If we add the interaction term to df1 manually like this:
> (df1 <- within(df1,
+ te1pa1 <- te1*pa1))
t1 s1 te1 pa1 te1pa1
1 1 0 0 0 0
2 2 1 0 0 0
3 3 0 0 1 0
4 4 1 1 0 0
5 5 0 1 0 0
6 6 1 1 0 0
Then check it with
> (xtabs( ~ s1+te1pa1, data=df1))
te1pa1
s1 0
0 3
1 3
We can see that it's a useless classifier, i.e. it does not help predict status s1.
When combining all 3 terms, the fitter does manage to produce a numerical value for te1 and pe1 even though pe1 is a perfect predictor as above. However a look at the values for the coefficients and their errors shows them to be implausible.
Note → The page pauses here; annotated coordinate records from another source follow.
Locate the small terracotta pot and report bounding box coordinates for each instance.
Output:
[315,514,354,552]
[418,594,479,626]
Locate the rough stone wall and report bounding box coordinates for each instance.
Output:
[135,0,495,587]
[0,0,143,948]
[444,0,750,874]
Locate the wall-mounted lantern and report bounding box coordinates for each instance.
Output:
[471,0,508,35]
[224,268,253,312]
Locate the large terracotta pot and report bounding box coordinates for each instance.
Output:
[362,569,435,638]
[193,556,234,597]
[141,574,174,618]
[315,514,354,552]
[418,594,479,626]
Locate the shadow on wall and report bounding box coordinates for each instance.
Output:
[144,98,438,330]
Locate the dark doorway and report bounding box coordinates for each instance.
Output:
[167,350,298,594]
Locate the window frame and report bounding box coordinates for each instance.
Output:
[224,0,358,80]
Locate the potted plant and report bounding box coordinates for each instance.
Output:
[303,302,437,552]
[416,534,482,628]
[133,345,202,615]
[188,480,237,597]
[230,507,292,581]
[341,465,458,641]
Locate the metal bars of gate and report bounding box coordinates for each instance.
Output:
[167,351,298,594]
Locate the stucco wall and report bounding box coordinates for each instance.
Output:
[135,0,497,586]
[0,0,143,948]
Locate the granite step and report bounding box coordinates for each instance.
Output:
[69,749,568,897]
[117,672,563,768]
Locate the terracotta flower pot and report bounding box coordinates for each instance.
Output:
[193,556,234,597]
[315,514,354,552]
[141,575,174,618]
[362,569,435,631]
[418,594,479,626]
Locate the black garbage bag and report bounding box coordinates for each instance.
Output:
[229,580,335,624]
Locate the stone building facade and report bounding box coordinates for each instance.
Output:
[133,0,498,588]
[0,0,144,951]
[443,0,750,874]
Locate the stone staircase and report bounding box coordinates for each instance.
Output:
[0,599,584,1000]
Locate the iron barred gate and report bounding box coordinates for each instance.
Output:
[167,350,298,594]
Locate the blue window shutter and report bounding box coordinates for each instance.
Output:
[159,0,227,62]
Edit #JMarcelino: If you look at the warning message from the first coxph model in the example, you'll see the warning message:
2: In coxph(Surv(t1, s1) ~ te1 * pa1, data = df1) :
X matrix deemed to be singular; variable 3
Which is likely the same error you're getting and is due to this problem of classification. Also, your third cross table xtabs(~ tecnologia+pais, data=dados) is not as important as the table of status by interaction term. You could add the interaction term manually first as in the example above then check the cross table. Or you could say:
> with(df1,
table(s1, pa1te1=pa1*te1))
pa1te1
s1 0
0 3
1 3
That said, I notice one of the cells in your third table has a zero (conv, PT) meaning you have no observations with this combination of predictors. This is going to cause problems when trying to fit.
In general, the outcome should be have some values for all levels of the predictors and the predictors should not classify the outcome as exactly all or nothing or 50/50.
Edit 2 #user75782131 Yes, generally speaking xtabs or a similar cross-table should be performed in models where the outcome and predictors are discrete i.e. have a limited no. of levels. If 'perfect classification' is present then a predictive model / regression may not be appropriate. This is true for example for logistic regression (outcome is binary) as well as Cox's model.